A celebration of wine, art and family

the artist

Rosa Purbrick


In many vineyards across Australia wandering vistors will find rose bushes, planted neatly at the end of row-after-row of low-running grape vines. Pristine punctuation marks in a sea of lush greenery, these decorative details also have a practical function as a barometer for vine disease. If a rose is sick, so too will be the vines.

Rosa Purbrick (herself named after the hardy rose species) has kept watch over vines all her life. Born in Mildura, she grew up in a large Italian family with a heritage steeped in home made vintage. Her father produced his own potent ferment, renowned for its unique 'kick' and designed, no doubt, to 'fine' out his daughters' potential suitors.
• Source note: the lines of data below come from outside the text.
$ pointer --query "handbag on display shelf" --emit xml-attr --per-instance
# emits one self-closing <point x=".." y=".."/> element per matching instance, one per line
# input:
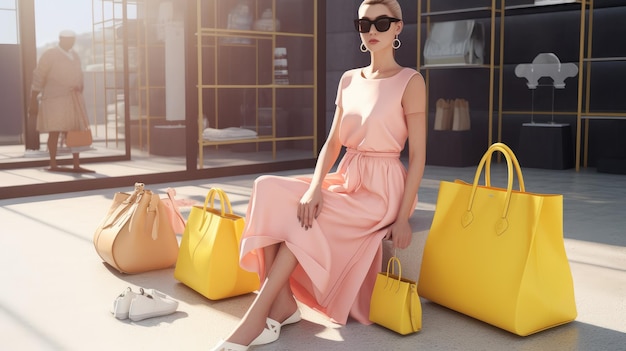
<point x="498" y="254"/>
<point x="395" y="302"/>
<point x="208" y="261"/>
<point x="136" y="235"/>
Rosa remembers picking clustered bunches of grapes and heaping them into old 'diptins'. She and her siblings would weave vine leaves through the perforations to keep themselves entertained on hot summer afternoons when energy levels dropped and heads became hazy with the hum of insects.
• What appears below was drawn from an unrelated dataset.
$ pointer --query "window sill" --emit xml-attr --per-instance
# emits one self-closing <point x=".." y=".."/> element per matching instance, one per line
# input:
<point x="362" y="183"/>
Fate came to Rosa in the form of a husband robust enough to withstand her father's home made vintage. She married winemaker Alister Purbrick in 1982 and thus joined the oldest and most revered of Australia's wine legacies – Tahbilk Vineyard beside Victoria's Goulburn River.

As an artist, Rosa's life and work are synchronised with the vineyard's seasonal changes. Her imagery is etched in tune with the shifting moods of the landscape – from its blushed springtime mornings, to its crisp autumnal dusks and silent winter nights. For many years her paintings aimed for naturalism in carefully arranging close detail of foliage and colourful blooms. Many of these lyrical still-life compositions were translated onto wine labels for the property's Dalfarras range of wines – dedicated to Rosa's maiden family name - Dal Farra.

From these early pictorial idylls, Rosa has moved forward to a fresh arena of experimentation, one that links her more intimately with the 'living energy' of the vineyard. She now paints closer to the earth and allows the sun to dazzle her gaze. This submission to a more emotional relationship with her environment has sent her imagery spinning into a dervish of distinct yet related avenues. Pictures leap from one medium to another – from slick oil finish to porous paper texture – as the subject itself refracts and warps between figuration and full abstraction. These divergent strains 'converse' with each other, as if to suggest a debate about the physical qualities of wine and its age-old entaglement with the human 'spirit'.